"Thank you. I will."

"What time will you come?"

The Father smiled.

"As soon as I have finished my sermon. The service is at six-thirty."

"About eight then, I suppose. Don't make the sermon too long. My number in Hyde Park Place is a hundred. Good-night to you."

He snapped an elastic band round his papers and strode off without shaking hands.

On the appointed Sunday, Father Murchison preached to a densely crowded congregation at St. Saviour's. The subject of his sermon was sympathy, and the comparative uselessness of man in the world unless he can learn to love his neighbour as himself. The sermon was rather long, and when the preacher, in his flowing, black cloak, and his hard, round hat, with a straight brim over which hung the ends of a black cord, made his way towards the Professor's house, the hands of the illuminated clock disc at the Marble Arch pointed to twenty minutes past eight.

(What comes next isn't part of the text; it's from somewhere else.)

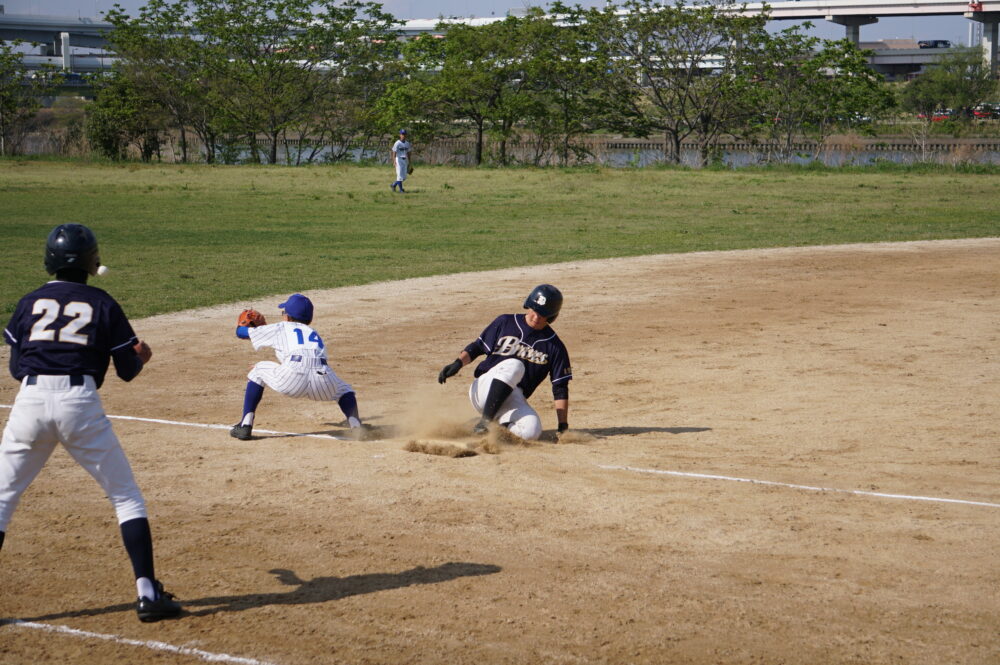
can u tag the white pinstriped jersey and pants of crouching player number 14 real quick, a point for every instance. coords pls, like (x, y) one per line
(302, 369)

The Father hurried on, pushing his way through the crowd of standing soldiers, chattering women and giggling street boys in their Sunday best. It was a warm April night, and, when he reached number 100, Hyde Park Place, he found the Professor bareheaded on his doorstep, gazing out towards the Park railings, and enjoying the soft, moist air, in front of his lighted passage.

"Ha, a long sermon!" he exclaimed. "Come in."

"I fear it was," said the Father, obeying the invitation. "I am that dangerous thing—an extempore preacher."